The article reported on an incident in which a homeowners’ association in Olney, Maryland, hired a contractor to rid their community of a flock of about 100 pesky geese that were fouling a local walkway. (The average goose carries a host of pathogens, including e-coli and bird flu, and, says Laxton, can deposit about 21 pounds of feces a day.)
The contractor’s solution was to round up the geese and kill them in a portable gas chamber.
Finding the proceedings highly reminiscent of the Nazi gas chambers, concerned citizens came out in protest. There was a fist fight. Things got ugly.
But there was a line in the story about a proposal by the Humane Society to use other measures for coping with the millions of non-migratory Canada geese that over the last 30 years have become a public nuisance.
It was like an epiphany for Laxton.

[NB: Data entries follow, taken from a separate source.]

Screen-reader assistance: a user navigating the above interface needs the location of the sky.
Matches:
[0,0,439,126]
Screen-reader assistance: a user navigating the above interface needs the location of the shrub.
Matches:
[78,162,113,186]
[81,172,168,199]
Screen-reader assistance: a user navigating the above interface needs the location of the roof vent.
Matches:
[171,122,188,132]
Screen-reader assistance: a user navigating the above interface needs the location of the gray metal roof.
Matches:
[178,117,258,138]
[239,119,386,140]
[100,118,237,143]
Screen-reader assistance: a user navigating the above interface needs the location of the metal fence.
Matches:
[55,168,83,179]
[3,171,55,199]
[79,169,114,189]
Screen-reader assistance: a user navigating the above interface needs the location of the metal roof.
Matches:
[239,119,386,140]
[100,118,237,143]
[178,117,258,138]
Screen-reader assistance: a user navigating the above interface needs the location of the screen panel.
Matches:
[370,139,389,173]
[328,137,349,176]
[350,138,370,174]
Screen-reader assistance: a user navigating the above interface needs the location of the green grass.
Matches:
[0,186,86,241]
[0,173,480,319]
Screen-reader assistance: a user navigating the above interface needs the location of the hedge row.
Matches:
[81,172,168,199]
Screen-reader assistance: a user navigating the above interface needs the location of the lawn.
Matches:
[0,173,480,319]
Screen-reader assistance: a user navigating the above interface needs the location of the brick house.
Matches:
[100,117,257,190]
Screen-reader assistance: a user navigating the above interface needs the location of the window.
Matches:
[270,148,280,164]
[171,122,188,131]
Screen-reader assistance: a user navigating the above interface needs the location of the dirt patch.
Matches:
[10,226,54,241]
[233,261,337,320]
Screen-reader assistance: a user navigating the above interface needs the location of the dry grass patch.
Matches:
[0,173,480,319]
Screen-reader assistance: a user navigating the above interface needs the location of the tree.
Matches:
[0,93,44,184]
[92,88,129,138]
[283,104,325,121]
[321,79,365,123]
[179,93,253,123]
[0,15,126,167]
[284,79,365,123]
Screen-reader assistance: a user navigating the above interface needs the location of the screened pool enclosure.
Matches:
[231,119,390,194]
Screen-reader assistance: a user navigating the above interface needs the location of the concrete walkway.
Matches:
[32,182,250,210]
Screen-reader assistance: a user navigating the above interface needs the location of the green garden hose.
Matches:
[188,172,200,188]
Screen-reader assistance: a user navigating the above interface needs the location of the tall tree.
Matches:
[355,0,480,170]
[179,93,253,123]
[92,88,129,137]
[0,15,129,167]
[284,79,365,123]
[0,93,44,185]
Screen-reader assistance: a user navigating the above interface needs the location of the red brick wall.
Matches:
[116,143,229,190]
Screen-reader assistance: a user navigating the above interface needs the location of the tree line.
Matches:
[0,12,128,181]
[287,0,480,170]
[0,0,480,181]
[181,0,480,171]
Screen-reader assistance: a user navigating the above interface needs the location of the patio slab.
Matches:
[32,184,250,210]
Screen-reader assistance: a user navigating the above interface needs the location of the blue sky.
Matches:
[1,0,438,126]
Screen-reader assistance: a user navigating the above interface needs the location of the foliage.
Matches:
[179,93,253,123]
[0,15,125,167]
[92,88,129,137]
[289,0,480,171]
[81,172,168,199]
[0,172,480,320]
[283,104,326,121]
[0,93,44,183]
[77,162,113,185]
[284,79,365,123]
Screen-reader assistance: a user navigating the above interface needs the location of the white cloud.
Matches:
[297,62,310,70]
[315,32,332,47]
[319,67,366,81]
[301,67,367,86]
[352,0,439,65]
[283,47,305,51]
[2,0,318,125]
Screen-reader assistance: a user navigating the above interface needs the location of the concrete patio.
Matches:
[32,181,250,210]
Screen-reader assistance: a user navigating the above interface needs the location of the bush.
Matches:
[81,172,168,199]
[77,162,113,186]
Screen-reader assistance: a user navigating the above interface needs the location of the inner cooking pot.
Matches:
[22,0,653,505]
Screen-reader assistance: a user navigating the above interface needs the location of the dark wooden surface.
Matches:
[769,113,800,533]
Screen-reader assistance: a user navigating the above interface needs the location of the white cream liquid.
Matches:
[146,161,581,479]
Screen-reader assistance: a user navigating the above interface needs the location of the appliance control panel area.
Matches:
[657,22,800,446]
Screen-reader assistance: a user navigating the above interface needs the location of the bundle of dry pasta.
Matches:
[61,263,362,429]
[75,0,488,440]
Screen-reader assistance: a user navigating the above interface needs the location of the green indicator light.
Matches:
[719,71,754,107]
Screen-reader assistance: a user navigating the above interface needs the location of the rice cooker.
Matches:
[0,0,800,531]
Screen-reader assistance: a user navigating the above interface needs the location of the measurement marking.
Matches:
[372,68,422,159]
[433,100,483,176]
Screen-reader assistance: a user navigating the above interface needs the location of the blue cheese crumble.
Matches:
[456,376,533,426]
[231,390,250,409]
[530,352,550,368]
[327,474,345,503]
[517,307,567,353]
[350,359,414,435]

Recently laid off from his job as as trouble shooter for the telecommunications firm, MCI, the hearty, 37-year-old Walkersville resident saw humane goose removal as an entrepreneurial opportunity. His goose removal firm, Gone in a Zip, was born.
Since then, Laxton and his two dogs, Zip and Ivy, have been in the business of keeping the goose population down in certain areas, including Westminster’s municipal pond. Because Vivian Laxton is now Carroll County’s public information administrator, her husband does the job for Westminster pro bono.
He figures that by this time, he has chased off thousands of geese from the properties he works under contract–presently a restaurant in Baltimore County, Woodsboro Community Park in Frederick County, and the grounds of Ft. Detrich and the former Ft. Ritchie– and has reduced the goose population of Westminster pond over three years from 1,000 to about nine.
And instead of killing the geese, he and his dogs, plus a remote-controlled model speedboat, simply make their hangouts inhospitable. Laxton does that (mostly at night because he finds it more effective) by directing his two border collies to chase the birds into their ponds and launching his boat at 30 mph into their midst. Needless to say, they leave.
At other times–especially in the spring–the dogs herd the geese away from their nests and Laxton laces their eggs with vegetable oil, which prevents their hatching; a method called “addling,” which he says is acceptable to PITA and the Humane Society.
It is not an easy job: Laxton has to revisit his properties about twice a week, sometimes in cold or wet weather, and protect himself against aerial bombardment by wearing a floppy hat.
“Sometimes,” he said, “I think the geese are very smart, and at other times, I think they’re very dumb. And the worst part of the job is driving back and forth. But it still beats working in an office.” – S.D.K.